# Pella French Door - Door Handle Sags *PIC*



## XSleeper (Sep 23, 2007)

First thing I would do is get some WD-40 specialist dry lube. Take the handle apart by removing the 2 screws to separate the two halves... set them on a towel so they dont get scratched and squirt it everywhere. Try not to get it on the finish of the door though... keep a rag handy to wipe off excess spray. Open the door, get on top, spray it down the 3 point lock from above and at every point along the side anywhere it looks like there may be a port. Spray the heck out of it. Operate the handle as you spray, shut the door, raise the handle up to engage the 3 point mechanism, open the door and repeat. Do this as many times as is necessary. Your thumb turn should free up easily by spraying the perimeter of the round mechanism. Not sure if it will help the handle spring back up, but the dry lube won't hurt. Just don't use regular wd-40. It's WD-40 specialist dry lube. 

If it doesn't help, the repairman was probably right, the mechanism probably is shot.


----------



## dd57chevy (Jun 21, 2015)

If lube doesn't fix it , there almost _has_ to be a spring that has sagged .

For $271 I would certainly remove it & at least take a peek !
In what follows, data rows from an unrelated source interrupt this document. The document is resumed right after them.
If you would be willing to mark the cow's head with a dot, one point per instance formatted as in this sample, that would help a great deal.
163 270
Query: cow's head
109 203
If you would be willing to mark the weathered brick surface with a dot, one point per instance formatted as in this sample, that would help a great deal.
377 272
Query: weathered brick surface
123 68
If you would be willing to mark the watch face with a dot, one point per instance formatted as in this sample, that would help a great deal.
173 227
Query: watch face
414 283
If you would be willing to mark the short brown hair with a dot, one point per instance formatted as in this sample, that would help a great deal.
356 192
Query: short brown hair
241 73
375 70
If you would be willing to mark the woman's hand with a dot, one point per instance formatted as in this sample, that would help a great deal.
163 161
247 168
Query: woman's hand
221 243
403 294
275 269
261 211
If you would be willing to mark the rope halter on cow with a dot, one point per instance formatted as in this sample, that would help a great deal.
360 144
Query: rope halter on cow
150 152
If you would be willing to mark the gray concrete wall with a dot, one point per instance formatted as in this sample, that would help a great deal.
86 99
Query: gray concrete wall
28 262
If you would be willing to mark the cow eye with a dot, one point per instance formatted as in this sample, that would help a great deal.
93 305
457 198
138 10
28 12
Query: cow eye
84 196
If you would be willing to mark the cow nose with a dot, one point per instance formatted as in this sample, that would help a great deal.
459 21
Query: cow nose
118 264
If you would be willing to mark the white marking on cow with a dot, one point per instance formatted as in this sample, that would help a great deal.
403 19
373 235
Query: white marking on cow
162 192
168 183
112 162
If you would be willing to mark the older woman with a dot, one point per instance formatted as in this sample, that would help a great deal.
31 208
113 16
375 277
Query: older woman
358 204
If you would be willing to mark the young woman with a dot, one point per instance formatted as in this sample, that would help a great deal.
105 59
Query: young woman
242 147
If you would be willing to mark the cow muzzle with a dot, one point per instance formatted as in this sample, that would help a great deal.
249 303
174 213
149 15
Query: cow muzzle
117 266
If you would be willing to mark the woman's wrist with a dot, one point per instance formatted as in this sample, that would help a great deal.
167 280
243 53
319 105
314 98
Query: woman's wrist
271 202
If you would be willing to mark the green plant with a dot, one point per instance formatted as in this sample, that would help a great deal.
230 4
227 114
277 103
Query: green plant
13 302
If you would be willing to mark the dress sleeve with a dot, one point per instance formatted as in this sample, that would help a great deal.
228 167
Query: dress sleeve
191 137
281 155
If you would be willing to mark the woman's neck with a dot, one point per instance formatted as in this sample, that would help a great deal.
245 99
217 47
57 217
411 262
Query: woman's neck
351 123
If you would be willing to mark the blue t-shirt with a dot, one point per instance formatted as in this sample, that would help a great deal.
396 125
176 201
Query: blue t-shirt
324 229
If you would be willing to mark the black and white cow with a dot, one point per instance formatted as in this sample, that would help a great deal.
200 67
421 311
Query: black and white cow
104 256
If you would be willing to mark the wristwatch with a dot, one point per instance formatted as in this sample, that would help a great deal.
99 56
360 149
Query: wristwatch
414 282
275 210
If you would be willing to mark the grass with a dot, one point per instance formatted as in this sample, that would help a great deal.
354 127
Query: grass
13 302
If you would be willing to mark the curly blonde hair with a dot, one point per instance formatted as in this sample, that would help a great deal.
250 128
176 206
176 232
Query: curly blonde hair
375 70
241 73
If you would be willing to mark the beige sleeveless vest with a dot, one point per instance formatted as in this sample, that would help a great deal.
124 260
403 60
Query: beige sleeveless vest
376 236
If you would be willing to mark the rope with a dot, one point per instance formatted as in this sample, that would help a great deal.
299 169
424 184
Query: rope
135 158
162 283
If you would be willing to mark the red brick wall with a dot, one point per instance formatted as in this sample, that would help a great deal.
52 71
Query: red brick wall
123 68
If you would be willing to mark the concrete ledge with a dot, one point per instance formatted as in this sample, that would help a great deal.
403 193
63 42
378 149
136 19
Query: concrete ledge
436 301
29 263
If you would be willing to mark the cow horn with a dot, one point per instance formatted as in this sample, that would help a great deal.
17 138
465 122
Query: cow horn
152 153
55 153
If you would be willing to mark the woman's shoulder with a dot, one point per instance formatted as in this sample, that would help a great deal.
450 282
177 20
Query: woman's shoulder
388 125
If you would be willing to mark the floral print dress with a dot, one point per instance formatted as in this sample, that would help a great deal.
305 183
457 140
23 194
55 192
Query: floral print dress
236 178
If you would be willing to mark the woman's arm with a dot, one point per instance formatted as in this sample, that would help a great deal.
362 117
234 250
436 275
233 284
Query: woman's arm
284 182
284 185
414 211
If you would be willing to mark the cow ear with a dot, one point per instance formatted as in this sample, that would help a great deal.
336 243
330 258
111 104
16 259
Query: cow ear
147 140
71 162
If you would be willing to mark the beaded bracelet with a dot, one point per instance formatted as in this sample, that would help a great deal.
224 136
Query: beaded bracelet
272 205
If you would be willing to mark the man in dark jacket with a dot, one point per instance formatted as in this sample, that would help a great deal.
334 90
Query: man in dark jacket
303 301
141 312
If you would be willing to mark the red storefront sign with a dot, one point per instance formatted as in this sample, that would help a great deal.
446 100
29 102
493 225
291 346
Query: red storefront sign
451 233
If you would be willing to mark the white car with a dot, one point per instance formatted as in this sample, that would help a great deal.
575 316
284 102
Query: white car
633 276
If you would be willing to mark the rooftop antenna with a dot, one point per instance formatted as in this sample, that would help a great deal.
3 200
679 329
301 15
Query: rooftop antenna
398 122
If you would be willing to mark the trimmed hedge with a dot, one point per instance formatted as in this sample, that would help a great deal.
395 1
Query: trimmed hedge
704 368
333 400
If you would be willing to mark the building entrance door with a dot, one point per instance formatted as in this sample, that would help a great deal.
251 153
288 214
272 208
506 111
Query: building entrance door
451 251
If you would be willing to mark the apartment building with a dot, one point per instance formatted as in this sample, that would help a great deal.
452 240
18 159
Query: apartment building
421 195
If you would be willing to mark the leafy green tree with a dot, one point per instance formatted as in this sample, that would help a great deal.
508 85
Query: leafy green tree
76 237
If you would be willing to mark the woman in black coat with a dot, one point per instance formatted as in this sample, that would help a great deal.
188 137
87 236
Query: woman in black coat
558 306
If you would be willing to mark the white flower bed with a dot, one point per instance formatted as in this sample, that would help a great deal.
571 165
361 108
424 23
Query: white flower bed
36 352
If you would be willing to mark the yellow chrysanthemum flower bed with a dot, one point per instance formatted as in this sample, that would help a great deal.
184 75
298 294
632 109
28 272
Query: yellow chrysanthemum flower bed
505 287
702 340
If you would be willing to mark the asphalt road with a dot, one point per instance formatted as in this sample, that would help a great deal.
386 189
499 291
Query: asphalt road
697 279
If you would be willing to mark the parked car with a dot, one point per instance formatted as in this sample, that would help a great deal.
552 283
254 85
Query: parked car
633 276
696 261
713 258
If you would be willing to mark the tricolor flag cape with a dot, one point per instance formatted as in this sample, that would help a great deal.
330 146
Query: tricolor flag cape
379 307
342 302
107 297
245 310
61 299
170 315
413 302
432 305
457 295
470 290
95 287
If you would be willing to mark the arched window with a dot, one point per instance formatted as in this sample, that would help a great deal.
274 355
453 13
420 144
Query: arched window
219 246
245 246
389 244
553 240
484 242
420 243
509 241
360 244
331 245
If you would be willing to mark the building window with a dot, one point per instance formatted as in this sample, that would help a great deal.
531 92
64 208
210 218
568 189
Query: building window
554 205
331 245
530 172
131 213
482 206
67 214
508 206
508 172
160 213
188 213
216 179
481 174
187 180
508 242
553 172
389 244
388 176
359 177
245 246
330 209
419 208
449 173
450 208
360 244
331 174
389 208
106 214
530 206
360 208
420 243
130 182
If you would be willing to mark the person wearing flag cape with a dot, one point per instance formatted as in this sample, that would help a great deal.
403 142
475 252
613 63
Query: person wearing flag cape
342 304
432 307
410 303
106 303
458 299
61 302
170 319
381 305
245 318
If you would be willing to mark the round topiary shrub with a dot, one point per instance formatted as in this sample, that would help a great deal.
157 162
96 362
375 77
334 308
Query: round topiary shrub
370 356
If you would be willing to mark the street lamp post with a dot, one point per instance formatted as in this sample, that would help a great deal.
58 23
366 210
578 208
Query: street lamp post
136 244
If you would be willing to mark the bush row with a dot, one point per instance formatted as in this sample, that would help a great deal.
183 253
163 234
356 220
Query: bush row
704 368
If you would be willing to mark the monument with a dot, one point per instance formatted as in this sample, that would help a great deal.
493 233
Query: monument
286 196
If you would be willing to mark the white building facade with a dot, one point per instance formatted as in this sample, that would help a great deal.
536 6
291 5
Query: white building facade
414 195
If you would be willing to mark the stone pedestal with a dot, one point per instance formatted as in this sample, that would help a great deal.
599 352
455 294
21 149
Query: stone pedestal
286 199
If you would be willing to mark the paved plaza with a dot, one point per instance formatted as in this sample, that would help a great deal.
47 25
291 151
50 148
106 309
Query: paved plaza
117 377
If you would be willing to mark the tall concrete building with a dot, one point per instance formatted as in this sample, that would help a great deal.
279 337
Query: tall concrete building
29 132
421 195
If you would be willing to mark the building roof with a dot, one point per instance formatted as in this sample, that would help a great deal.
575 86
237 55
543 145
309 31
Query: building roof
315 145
If it is shot (& not repairable) , here is one that I _THINK_ is a match for a lot less :

https://www.ebay.com/itm/Brand-New-...22914341070?hash=item1c9e4400ce:g:ydwAAOSwLI1


----------



## XSleeper (Sep 23, 2007)

Yes, well it's a lot less because that is *just the handle*... not the 80" long 3 point mortise mechanism that fits into the entire door edge... and that is where the problem lies. Nothing is wrong with the handle.


----------



## dd57chevy (Jun 21, 2015)

You are _correct ,_ Sir ! My mistake .


----------